The Bee Gees y varios
Saturday Night Fever: The Original Movie Sound Track
RSO/Polydor. 1977. Inglaterra/EE UU
En la historia de la música asociada al cine hay una buena cantidad de bandas sonoras históricas, pero ninguna ha llegado a las cotas de popularidad que aquella que acompañó a la película de John Badham, “Saturday Night Fever”, estrenada el 14 de diciembre de 1977 y que lanzó a la fama al actor John Travolta en el papel de Tony Maneiro. Esa película epitomizó una época de desenfreno, hedonismo y promiscuidad, justo antes de la era del SIDA. Ya la escena del disco music era una realidad que contagiaba a las juventudes de América y Europa, pero esta película y su banda sonora fue el detonante para su impacto planetario y consolidación estética. El modelo del Travolta bailarín, sus movimientos y estética, fue imitado por miles de jóvenes y 40 años después su impacto e influencia aun se nota. Pero también la discoteca como centro de relaciones públicas, epicentro de la vida nocturna y plataforma para la figura del DJ, se hizo relevante. Las réplicas de la discoteca neoyorquina (Studio 54 al frente) se multiplicaron en muchas ciudades, incluyendo Caracas con la icónica City Hall en el recién inaugurado C.C.C.T.
Nada de eso sería igual sin la música que acompaña a ese drama musical, responsabilidad que recayó principalmente en la agrupación de los hermanos Barry, Maurice y Robin Gibb, a petición del manager Robert Stigwood. El grupo estaba en medio de una apretada agenda, y en un fin de semana encerrado en el famoso estudio Château d’Hérouville en Francia concibieron las canciones que muy pronto pasarían a formar parte del inconsciente colectivo. Fue llamativa la mimetización que adoptó The Bee Gees, cuyo sonido y gran éxito estuvo ligado principalmente a las baladas melódicas y las maravillosas armonías vocales producto de las privilegiadas voces de los tres hermanos, un sonido que se internacionalizó a partir de su tercer disco lanzado en 1967, el primero que lanzaban desde Inglaterra, luego de abandonar Australia.
La llegada de los Bee Gees a la banda sonora fue, si se quiere, algo tardía y ocurrió en el proceso de post-producción de la película. El compositor David Shire, responsable de la orquestación, había intentado componer temas bailables, sin éxito. En las conocidas escenas de discoteca Travolta bailaba música de Stevie Wonder y Boz Scaggs, que luego no formarían parte de la banda sonora. Los temas “If I Can´t Have You”, “Night Fever” y “More Than a Woman” fueron las primeras que el grupo mostró al productor Bill Oakes, quien fungió como supervisor o curador del contenido de la banda sonora. La primera fue finalmente cantada por Yvonne Elliman y la tercera aparece en el disco en dos versiones, la de sus autores y la de Tavares. Otro exitoso tema fue “How Deep is Your Love?”. Aún faltaba la pieza más emblemática, titulada originalmente “Saturday Night”, un título que fue desechado por haber sido utilizado por otras bandas. La reescribieron y bautizaron para la posteridad como “Stayin’ Alive”.

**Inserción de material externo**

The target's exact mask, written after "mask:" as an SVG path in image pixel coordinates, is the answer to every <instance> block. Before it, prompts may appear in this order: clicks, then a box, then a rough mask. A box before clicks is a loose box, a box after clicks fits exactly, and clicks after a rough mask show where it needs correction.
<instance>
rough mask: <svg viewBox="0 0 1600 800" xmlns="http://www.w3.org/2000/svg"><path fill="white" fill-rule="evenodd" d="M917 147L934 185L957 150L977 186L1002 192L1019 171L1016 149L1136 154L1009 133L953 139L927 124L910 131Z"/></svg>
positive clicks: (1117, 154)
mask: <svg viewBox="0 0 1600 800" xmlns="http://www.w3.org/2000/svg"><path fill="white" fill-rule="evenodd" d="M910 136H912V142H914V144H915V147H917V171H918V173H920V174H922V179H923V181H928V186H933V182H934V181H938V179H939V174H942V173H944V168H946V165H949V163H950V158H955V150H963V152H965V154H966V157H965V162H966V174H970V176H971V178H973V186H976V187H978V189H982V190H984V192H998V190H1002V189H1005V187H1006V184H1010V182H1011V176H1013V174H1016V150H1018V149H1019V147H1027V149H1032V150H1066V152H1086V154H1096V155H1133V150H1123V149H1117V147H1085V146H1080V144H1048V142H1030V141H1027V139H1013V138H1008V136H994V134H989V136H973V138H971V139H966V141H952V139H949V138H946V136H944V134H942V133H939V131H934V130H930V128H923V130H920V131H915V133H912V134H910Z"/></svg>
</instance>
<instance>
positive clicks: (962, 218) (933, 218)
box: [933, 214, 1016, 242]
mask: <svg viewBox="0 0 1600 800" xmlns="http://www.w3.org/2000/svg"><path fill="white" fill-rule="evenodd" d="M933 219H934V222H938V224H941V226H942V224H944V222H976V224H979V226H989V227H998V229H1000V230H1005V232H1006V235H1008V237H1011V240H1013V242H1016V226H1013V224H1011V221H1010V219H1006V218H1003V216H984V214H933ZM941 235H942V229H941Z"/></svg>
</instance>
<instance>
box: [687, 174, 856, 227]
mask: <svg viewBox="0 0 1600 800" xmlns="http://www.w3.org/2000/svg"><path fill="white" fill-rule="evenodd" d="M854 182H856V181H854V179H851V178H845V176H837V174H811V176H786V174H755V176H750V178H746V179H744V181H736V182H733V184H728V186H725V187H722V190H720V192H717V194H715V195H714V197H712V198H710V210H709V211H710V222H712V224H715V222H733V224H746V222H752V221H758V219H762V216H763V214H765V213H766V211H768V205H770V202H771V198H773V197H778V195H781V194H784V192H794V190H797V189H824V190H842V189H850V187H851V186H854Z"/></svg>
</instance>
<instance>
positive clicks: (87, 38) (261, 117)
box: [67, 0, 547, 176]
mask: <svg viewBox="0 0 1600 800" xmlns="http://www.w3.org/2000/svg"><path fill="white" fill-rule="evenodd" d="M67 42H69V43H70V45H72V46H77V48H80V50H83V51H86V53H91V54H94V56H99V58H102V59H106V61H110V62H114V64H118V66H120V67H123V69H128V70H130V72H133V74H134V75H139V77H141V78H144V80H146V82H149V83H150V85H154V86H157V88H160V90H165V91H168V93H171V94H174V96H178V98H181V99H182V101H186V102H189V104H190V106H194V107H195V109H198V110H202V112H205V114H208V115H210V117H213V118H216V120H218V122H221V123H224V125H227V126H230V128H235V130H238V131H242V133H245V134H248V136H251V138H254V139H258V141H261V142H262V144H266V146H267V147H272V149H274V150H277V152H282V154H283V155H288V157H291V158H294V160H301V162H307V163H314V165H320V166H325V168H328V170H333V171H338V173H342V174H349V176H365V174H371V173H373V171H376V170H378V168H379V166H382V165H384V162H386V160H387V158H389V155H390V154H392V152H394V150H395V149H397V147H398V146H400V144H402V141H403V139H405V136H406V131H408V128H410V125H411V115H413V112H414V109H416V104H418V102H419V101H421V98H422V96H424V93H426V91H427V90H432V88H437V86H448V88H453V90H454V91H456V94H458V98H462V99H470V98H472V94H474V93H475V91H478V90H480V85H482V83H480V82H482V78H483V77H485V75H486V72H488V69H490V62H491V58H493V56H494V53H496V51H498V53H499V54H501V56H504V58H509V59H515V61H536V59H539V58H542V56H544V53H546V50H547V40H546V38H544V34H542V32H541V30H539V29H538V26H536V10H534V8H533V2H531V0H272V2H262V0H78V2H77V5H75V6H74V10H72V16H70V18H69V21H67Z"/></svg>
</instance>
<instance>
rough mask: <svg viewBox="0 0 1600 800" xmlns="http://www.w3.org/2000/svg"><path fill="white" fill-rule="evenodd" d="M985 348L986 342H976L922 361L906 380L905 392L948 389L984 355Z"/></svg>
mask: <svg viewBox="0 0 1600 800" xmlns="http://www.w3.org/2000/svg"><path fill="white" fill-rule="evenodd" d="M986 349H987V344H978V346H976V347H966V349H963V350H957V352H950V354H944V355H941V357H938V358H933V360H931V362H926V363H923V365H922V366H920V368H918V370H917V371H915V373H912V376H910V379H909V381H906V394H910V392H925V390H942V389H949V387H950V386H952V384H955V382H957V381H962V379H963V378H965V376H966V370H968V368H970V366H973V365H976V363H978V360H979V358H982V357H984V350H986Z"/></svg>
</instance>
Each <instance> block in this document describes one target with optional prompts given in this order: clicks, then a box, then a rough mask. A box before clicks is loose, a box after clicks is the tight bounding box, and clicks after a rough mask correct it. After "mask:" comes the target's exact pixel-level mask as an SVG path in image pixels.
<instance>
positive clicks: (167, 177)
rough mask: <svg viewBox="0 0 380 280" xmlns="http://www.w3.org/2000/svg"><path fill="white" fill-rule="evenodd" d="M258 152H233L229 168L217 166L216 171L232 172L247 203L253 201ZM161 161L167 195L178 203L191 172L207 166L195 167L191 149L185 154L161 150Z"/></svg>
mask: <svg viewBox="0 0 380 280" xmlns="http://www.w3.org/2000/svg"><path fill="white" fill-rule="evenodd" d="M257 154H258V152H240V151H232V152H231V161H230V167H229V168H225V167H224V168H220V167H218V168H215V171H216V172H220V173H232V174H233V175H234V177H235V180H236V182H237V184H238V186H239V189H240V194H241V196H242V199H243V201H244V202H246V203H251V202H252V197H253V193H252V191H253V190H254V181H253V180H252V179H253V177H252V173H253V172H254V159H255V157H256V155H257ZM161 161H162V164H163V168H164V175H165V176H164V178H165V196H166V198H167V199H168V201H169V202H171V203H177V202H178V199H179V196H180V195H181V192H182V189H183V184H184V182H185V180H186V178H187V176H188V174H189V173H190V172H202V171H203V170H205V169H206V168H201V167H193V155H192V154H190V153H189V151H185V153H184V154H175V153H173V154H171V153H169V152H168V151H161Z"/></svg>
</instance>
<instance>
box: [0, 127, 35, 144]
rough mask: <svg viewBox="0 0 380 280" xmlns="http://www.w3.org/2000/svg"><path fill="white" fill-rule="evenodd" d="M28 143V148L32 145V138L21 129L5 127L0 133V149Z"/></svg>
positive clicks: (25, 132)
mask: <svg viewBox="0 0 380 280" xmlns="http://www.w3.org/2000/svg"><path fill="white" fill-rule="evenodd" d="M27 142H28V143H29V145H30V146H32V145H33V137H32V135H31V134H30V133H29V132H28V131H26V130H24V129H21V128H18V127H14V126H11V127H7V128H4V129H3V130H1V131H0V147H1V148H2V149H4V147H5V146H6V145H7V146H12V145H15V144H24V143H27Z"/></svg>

Para completar el aporte de los Bee Gees a la banda sonora fueron incluidas “Jive Talkin’” y “You Should Be Dancing”, dos piezas que habían sido parte del disco Main Curse (1975) y que contribuyeron grandemente al espíritu del filme. Otros nombres emblemáticos de la era disco fueron escogidos: KC & The Sunshine Band con “Boogie Shoes”, Kool and The Gang con “Open Sesame” y el épico tema “Disco Inferno” de The Trammps.





El álbum en la categoría de banda sonora más vendido de la historia permaneció al tope de las listas de ventas en Norteamerica por 24 semanas seguidas entre enero y junio de 1978, para un total de 120 semanas en la lista Billboard, hasta 1980. En Gran Bretaña permaneció por 18 semanas seguidas en el primer lugar.
El impacto e influencia en la cultura de masas ha sido de grandes proporciones. 40 años después la fiebre del sábado por la noche ya no solo es un activador de la nostalgia entre aquellos que vivieron el momento, sino un fenómeno socio cultural multi generacional que ha impactado la música, el cine y la moda.